Using topic modelling technologies, a language model (what might be considered a codebook in manual coding terms) can be generated based solely on the data uploaded for analysis. All conventional statistics such as frequency and correlation are automatically calculated for you.
Depending on the system you decide on, little to no setup is required and it will begin to pick up recurring themes in your data without guidance from the analyst in minutes rather than days or weeks.
This method also allows for a much higher degree of control over the language model that will then evolve over time with the business.
One of the main benefits of emerging unsupervised text analytics software is the control it affords analysts in how they report insights out to the rest of the business. A quality unsupervised text analytics system will show the analyst all they concepts / topics / themes that are contained in their data. It's then up to the analyst to track over time for reporting purposes. Advanced systems will even allow the analyst to customize what the machine has found to match their domain knowledge and report on this instead.
In a retail example, this might be joining size and fit into one topic called sizing. If the issues customers are talking about changes over time, the system will automatically detect and report these changes to you, without any manual intervention from the analyst. This is a much better outcome than a manually maintained codebook of categories.
Combining these features ensures organization's can track issues that are most important to their business, without missing out on important new issues as issues emerge for their customers.
Getting the Most Out of Your Data
Unsupervised text analytics are the key to properly utilising your open-ended data, simplifying your analysis process and reducing the manual labour required to analyze your open-ended data. Unlike manual analysis, the process is repeatable and objective.
Different people feeding the same data into the system multiple times will all produce the same results. Not only does this provide a solid grounding for decision making on where to best focus your resources to improve customer experience, it also allows you to monitor changes in this data over time.

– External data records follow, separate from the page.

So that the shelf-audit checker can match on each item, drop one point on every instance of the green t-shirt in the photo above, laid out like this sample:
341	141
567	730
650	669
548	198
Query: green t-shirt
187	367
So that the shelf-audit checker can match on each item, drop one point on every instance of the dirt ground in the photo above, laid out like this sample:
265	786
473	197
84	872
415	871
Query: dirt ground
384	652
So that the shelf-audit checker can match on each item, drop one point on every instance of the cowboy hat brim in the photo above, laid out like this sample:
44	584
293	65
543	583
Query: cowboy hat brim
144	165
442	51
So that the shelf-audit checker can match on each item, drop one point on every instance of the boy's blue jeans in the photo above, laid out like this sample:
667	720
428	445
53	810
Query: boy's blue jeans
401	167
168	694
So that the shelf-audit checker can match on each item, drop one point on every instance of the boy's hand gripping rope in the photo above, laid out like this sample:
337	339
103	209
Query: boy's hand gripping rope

The ability to track open-ended customer feedback over time is where businesses can realise serious long term gains. By analyzing the trends in topics, both positive and negative, you begin to build a picture of how your organization’s customer experience is performing. It provides visibility into how internal CX projects are affecting the customer’s experience, and can be used to correlate this with other key business metrics. With this link created, it is much more likely that future CX projects will succeed as they have been developed based on hard data rather than gut feel.
Advances in text analytics software are allowing increasing numbers of businesses to realise the potential of their free text data from customer experience survey feedback. If you are collecting hundreds or thousands of NPS, CSAT or other customer feedback surveys each month and manually coding the responses, it’s time to invest in your CX strategy and upgrade to text analytics software.